Not very revealing I am afraid. £2.23 in cash, two sets of keys, a lip salve and my wallet.

Have you ever had a nickname? What do other people call you?

At primary school I was called 'Mo'. When my brother Brendan came to school I was called 'Big Mo' and he was 'Wee Mo'. Then my brother Peter became 'PeMo'. However, my youngest brother was simply called Danny! I am not sure what other people call me -- and I probably do not want to know.

When did you first realise you were an archaeologist?

Probably when I ran my first excavations at San Vincenzo in Italy, 1983.

What word or phrase do you overuse?

'Sure'; 'domination and resistance'; 'Teddy Sheringham is a donkey'.

What's your vision of the perfect archaeological project?

The chance to investigate changes in production, relations of productions, domination and resistance in an 8th century mill would be very appealing, particularly if this were combined with the discovery of a series of texts read by the miller, which would provide us with another series of insights into his world view, as in Carlo Ginzburg's 'The Cheese and the Worms'.

What was the first concert or musical show you ever went to?

The Climax Blues Band, Sheffield University Student's Union, October 1977.

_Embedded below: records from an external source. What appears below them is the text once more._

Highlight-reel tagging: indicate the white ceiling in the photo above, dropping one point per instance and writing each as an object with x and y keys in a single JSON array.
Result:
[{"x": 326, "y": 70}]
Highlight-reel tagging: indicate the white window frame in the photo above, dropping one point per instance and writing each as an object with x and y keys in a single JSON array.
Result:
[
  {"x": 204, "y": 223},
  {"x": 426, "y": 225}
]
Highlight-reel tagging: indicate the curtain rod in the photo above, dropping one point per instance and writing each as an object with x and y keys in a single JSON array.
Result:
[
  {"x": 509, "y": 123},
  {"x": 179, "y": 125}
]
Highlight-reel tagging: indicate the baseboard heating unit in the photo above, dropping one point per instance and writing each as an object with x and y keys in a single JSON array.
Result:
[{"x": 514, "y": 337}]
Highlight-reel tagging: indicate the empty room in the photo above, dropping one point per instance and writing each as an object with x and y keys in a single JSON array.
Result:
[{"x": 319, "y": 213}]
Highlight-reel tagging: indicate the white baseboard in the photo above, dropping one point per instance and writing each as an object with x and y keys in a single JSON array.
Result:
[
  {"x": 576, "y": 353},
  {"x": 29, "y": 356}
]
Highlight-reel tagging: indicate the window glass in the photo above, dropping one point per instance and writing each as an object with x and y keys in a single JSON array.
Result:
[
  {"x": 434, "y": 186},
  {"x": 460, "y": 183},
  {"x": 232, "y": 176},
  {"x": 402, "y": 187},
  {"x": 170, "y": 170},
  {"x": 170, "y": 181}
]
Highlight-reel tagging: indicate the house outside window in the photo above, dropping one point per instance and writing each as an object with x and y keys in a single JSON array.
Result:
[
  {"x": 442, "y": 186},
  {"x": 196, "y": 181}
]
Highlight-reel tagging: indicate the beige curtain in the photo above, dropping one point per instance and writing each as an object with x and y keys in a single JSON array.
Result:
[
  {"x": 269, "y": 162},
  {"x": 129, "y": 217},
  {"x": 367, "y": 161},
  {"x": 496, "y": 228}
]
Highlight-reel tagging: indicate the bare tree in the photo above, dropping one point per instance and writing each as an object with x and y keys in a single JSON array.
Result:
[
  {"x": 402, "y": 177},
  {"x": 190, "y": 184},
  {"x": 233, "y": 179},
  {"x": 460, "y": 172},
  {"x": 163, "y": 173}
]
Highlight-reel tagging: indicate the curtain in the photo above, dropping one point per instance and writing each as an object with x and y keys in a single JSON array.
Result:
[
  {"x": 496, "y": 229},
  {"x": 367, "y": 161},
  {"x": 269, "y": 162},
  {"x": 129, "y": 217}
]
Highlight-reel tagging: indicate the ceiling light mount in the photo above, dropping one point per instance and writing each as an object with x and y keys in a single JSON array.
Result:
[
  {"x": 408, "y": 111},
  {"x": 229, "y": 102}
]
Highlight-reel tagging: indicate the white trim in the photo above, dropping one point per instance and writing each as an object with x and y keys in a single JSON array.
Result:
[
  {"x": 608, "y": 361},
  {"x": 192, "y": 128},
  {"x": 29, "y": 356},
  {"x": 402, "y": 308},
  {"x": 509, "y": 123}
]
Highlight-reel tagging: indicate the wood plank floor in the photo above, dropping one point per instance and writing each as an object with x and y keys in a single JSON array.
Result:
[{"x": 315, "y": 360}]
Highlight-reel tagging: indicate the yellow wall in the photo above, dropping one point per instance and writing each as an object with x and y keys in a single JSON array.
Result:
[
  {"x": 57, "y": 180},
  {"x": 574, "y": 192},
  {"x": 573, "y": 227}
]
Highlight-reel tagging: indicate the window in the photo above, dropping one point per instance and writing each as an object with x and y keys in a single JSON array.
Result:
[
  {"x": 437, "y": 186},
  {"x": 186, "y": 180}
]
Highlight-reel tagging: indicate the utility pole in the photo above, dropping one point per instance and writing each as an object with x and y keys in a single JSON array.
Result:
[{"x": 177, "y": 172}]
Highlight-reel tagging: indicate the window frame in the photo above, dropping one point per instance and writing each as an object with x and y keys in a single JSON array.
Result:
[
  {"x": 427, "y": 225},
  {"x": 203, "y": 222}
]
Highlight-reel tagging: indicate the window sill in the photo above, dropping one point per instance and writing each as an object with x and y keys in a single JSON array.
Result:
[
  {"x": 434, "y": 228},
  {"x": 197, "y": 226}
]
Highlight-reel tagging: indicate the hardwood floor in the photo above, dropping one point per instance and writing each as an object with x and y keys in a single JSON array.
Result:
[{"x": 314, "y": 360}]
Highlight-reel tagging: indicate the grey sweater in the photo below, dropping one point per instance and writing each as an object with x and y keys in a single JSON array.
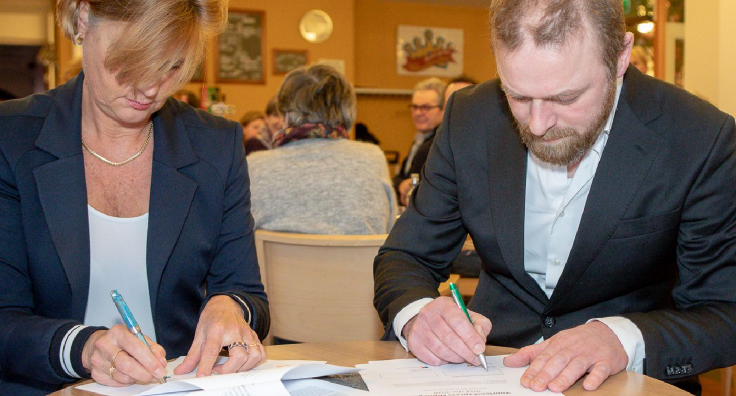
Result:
[{"x": 322, "y": 186}]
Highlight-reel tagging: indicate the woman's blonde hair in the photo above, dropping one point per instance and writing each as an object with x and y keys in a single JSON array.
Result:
[
  {"x": 317, "y": 94},
  {"x": 157, "y": 35}
]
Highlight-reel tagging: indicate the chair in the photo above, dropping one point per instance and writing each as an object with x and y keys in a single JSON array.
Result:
[{"x": 320, "y": 287}]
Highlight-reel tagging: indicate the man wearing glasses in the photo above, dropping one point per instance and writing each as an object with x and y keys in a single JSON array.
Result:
[{"x": 427, "y": 109}]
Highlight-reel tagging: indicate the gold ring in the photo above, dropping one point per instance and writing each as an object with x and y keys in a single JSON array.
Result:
[
  {"x": 237, "y": 344},
  {"x": 112, "y": 364}
]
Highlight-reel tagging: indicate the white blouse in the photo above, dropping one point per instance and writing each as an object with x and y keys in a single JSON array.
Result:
[{"x": 118, "y": 261}]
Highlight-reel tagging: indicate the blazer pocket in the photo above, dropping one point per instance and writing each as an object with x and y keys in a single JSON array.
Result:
[{"x": 647, "y": 225}]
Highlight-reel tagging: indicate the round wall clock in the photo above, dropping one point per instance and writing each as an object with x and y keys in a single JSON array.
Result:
[{"x": 315, "y": 26}]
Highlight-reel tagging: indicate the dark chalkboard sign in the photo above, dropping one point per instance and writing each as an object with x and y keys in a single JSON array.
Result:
[
  {"x": 285, "y": 61},
  {"x": 240, "y": 48}
]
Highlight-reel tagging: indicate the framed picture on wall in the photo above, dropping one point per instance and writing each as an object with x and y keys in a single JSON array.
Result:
[
  {"x": 240, "y": 48},
  {"x": 198, "y": 75},
  {"x": 285, "y": 61}
]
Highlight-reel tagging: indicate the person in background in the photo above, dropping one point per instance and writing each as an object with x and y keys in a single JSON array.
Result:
[
  {"x": 316, "y": 180},
  {"x": 6, "y": 95},
  {"x": 362, "y": 134},
  {"x": 187, "y": 97},
  {"x": 106, "y": 183},
  {"x": 427, "y": 108},
  {"x": 456, "y": 83},
  {"x": 599, "y": 199},
  {"x": 253, "y": 125},
  {"x": 274, "y": 120}
]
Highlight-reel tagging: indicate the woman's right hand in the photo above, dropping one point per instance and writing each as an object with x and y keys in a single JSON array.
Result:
[{"x": 134, "y": 362}]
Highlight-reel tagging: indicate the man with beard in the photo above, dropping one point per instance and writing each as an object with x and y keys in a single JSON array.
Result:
[{"x": 607, "y": 232}]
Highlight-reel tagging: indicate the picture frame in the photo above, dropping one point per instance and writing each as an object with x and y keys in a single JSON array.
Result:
[
  {"x": 198, "y": 75},
  {"x": 240, "y": 48},
  {"x": 286, "y": 60}
]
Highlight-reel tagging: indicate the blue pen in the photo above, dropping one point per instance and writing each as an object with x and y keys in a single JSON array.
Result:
[{"x": 130, "y": 321}]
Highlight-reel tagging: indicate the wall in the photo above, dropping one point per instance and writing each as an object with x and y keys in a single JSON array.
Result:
[
  {"x": 710, "y": 57},
  {"x": 282, "y": 32},
  {"x": 23, "y": 28},
  {"x": 727, "y": 61},
  {"x": 388, "y": 117}
]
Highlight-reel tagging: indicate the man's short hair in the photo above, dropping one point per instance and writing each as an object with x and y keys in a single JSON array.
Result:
[
  {"x": 317, "y": 94},
  {"x": 272, "y": 107},
  {"x": 433, "y": 84},
  {"x": 513, "y": 21},
  {"x": 463, "y": 79}
]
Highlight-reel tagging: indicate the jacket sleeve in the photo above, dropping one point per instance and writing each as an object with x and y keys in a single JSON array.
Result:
[
  {"x": 426, "y": 238},
  {"x": 698, "y": 335},
  {"x": 27, "y": 341},
  {"x": 234, "y": 270}
]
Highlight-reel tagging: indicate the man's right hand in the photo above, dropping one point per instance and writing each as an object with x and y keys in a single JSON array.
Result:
[{"x": 441, "y": 333}]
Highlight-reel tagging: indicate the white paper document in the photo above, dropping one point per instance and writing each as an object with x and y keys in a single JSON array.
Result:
[
  {"x": 312, "y": 387},
  {"x": 264, "y": 380},
  {"x": 411, "y": 377}
]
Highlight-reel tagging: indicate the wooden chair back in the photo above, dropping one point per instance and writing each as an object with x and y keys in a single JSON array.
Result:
[{"x": 320, "y": 287}]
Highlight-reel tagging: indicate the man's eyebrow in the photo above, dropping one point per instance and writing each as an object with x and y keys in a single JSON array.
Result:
[{"x": 564, "y": 95}]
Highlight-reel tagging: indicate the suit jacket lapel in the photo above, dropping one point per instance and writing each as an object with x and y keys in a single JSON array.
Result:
[
  {"x": 507, "y": 157},
  {"x": 171, "y": 193},
  {"x": 62, "y": 190},
  {"x": 629, "y": 153}
]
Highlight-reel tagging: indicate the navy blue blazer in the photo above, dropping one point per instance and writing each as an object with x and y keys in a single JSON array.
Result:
[{"x": 200, "y": 230}]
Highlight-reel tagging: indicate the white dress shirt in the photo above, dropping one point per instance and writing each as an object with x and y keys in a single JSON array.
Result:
[{"x": 553, "y": 208}]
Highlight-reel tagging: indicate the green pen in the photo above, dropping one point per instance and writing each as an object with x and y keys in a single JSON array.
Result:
[{"x": 459, "y": 301}]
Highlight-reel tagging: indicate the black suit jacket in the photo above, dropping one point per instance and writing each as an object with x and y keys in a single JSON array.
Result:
[
  {"x": 200, "y": 231},
  {"x": 656, "y": 242},
  {"x": 417, "y": 162}
]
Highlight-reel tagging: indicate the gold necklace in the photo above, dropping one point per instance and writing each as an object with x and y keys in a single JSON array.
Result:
[{"x": 136, "y": 155}]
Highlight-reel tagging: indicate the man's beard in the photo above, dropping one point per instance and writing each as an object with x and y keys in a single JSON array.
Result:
[{"x": 574, "y": 145}]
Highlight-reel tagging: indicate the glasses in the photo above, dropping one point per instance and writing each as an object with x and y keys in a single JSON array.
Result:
[{"x": 422, "y": 108}]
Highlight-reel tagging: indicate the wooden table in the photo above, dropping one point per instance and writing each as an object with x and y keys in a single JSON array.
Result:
[{"x": 350, "y": 353}]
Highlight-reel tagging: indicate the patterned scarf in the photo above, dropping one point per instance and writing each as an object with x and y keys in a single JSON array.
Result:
[{"x": 308, "y": 131}]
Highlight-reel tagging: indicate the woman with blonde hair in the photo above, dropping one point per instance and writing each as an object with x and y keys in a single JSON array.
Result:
[
  {"x": 315, "y": 179},
  {"x": 108, "y": 183}
]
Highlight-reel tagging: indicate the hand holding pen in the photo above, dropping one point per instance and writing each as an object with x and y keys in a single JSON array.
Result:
[
  {"x": 133, "y": 327},
  {"x": 441, "y": 333},
  {"x": 459, "y": 301},
  {"x": 117, "y": 347}
]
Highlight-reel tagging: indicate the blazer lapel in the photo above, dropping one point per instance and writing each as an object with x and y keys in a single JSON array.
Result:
[
  {"x": 507, "y": 157},
  {"x": 628, "y": 156},
  {"x": 62, "y": 190},
  {"x": 171, "y": 193}
]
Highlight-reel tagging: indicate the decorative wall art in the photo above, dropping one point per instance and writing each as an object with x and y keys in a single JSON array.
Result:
[
  {"x": 240, "y": 48},
  {"x": 428, "y": 51}
]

If you could be world dictator for a day, what would be your first edict?

The abolition of capitalism -- just like that!

Boots or sandals? Jumpers or cardigans? Tweed and corduroy, or leather and denim?

I suppose it would be leather and denim, but I do have a pair of Armani jeans which the Greek students here think is somewhat at odds with my professed political beliefs. However, we do live in a world of contradictions -- New Labour and Socialism for example.

If you could pursue another career, what would it be?

Footballer for Manchester United. £20,000 a week to play for the greatest team on earth can't be a bad life.

What's the most outrageous or embarrassing thing you've ever done during field work?

On the last day (or was it the second last day) of our excavations at San Donato in Italy, I remember saying to Bill Frazer, 'Fuck the archaeology; find bedrock'! However, I am sure that others remember more embarrassing things about me (unfortunately).

Who makes you laugh?

My son Tomas.

A Palaeolithic hand axe, an 18th century mill, or a lost city in the jungle?

If you were to make it an 8th century mill, then I might be interested!

What's your earliest memory?

I remember my first day at school. Unfortunately I only remember going into the school and seeing the cloak room -- nothing about the lessons. After that I remember the way we were taught to read. We each had a card on which the teacher wrote a word which we were to learn each day. I still remember the first few words -- Mother, see, kitty, can. my, I, have, like. What does that all mean?

What movie, television, or literary character do you most identify with?

My nephew still believes that I am Harrison Ford. I have not disillusioned him, but probably identify more with Victor Meldrew in 'One foot in the grave'.

What has been your most interesting discovery?

I did find the glass works shops at the early medieval monastery of San Vincenzo in Italy; but the more interesting was the discovery of the site of San Donato in Lazio, Italy. This is a well stratified site of the sixth to eighth centuries AD which totally supported my arguments about the transition from Rome to the early middle ages in central Italy. It is wonderful to prove yourself right! It is still one of the only known rural sites of this period in central Italy, but if we could find one then there must be many more!

What was the first record you ever bought?

Elton John -- 'Pin Ball Wizard'.

What wouldn't you do for money?

Support Manchester City, Leeds, Liverpool, or Rangers.

What book do you wish you had written?

Visions of a Monument -- the book I hope to write during my forthcoming study leave.

What do you wish you'd paid more attention to in school?

Latin -- I can get by, but my research would be definitely enhanced if I could more easily read some of the Latin texts.

What is your field walking fantasy?

Walking in the fields near Bradbourne, Derbyshire I find the missing fragments of the Bradbourne cross and, close by, some object which had belonged to Sir John Gell or Edward Pegge. Gell and Pegge were notable Protestants in mid-seventeenth century Derbyshire and I am currently trying to prove that one of them was responsible for the iconoclastic destruction of the cross.

John Moreland is a lecturer at the department of Archaeology and Prehistory at Sheffield University. His research interests include the relationship between archaeology, history and theory, and he has carried out fieldwork related to this in medieval archaeology in Britain and the Mediterranean. Other research details and publications can be found at his Web site. He is a devoted Manchester United supporter.